A recent study has come to the conclusion that three common diabetes medications are associated with a higher incidence of death.

Glipizide, glyburide, and glimepiride, known collectively as sulfonylureas, stimulate the pancreas to produce insulin, which helps decrease blood-sugar levels. They are used primarily by Type 2 diabetes patients. In the past, these medications were considered comparable with one another in terms of safety and effectiveness, but that has been called into question recently. A study compared them to another type of blood-sugar-reducing drug, metformin, spurred by recent findings that some sulfonylureas may be safer than others.

Researchers found that all three sulfonylureas increased the risk for death by 50 percent when compared to metformin. Furthermore, in patients with underlying heart conditions, only glimepiride did not increase the risk for death compared to metformin. Glipizide raised the risk by 41 percent, and glyburide was associated with a 38 percent increase.

This spells bad news for diabetics considering many have cardiovascular disease. While sulfonylureas may not be an option for some diabetics metformin is also available as a generic.

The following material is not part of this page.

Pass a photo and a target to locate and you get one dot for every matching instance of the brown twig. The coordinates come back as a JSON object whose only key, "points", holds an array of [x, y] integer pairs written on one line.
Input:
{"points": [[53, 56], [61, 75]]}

In the United States, 18 million people, or about 5.5 percent of the population, have diabetes, with approximately 7 million additional undiagnosed cases. Many of those people also face other health conditions, like heart disease, high blood pressure, and blindness. The American Diabetes Association believes that as many as 79 million Americans are considered to be “prediabetes,” with blood glucose levels that are higher than average, but are not high enough to be classified as diabetes. 

Aside from sulfonylureas and metformin, there are also meglitinides, thiazolidinediones, DPP-4 inhibitors, and alpha-glucosidase inhibitors, which can be used separately or in conjunction with other anti-diabetes medications. All, of course, come with their own usage instructions and potential side effects.

The results of this investigation were presented at The Endocrine Society's 94th Annual Meeting in Houston and should be considered preliminary until published in a peer-reviewed journal.